Craniospinal radiation is almost uniformly recommended for patients with evidence of disseminated disease at the time of diagnosis; however, it is rarely curative as a single treatment modality. Recent results suggest that chemotherapy can improve the overall duration and rate of survival when used in conjunction with craniospinal radiotherapy as part of initial treatment, with survival rates of up to 60%.116 Similar to pineoblastoma, the rationale for chemotherapy is to improve survival in those patients with disseminated disease or reduce consequences from radiation in patients with localized disease. Several platinum-based regiments have been employed with varying degrees of success.117,118
Although all nongerminomatous germ cell tumors are partially sensitive to radiation and chemotherapy, the relative roles of surgery, radiotherapy, and chemotherapy in the management of such lesions remain controversial. There is no general consensus concerning the dose or volume of irradiation or of a particular chemotherapy regimen needed for any form of germ cell tumor. Nongerminomatous germ cell tumors, including mixed germ cell tumors and embryonal cell carcinomas or tumors that have been termed yolk sac tumors, have a poorer prognosis, with reported survival rates ranging between 40% and 70%.92 The efficacy of prophylactic craniospinal radiation in patients without disseminated disease at the time of diagnosis remains unclear, but it is generally administered.
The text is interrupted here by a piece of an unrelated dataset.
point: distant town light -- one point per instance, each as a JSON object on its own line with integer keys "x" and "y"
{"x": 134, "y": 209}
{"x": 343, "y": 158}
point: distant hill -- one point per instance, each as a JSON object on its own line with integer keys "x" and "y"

Trilateral Retinoblastoma: Uncommonly, patients with hereditary retinoblastoma develop a midline neuroblastic tumor referred to as a trilateral retinoblastoma.119 Approximately three fourths of reported cases arise in the pineal gland. The mean age at diagnosis is 31 months. Despite aggressive therapy, this is ultimately a fatal disease. The average survival from diagnosis is 6 to 11 months.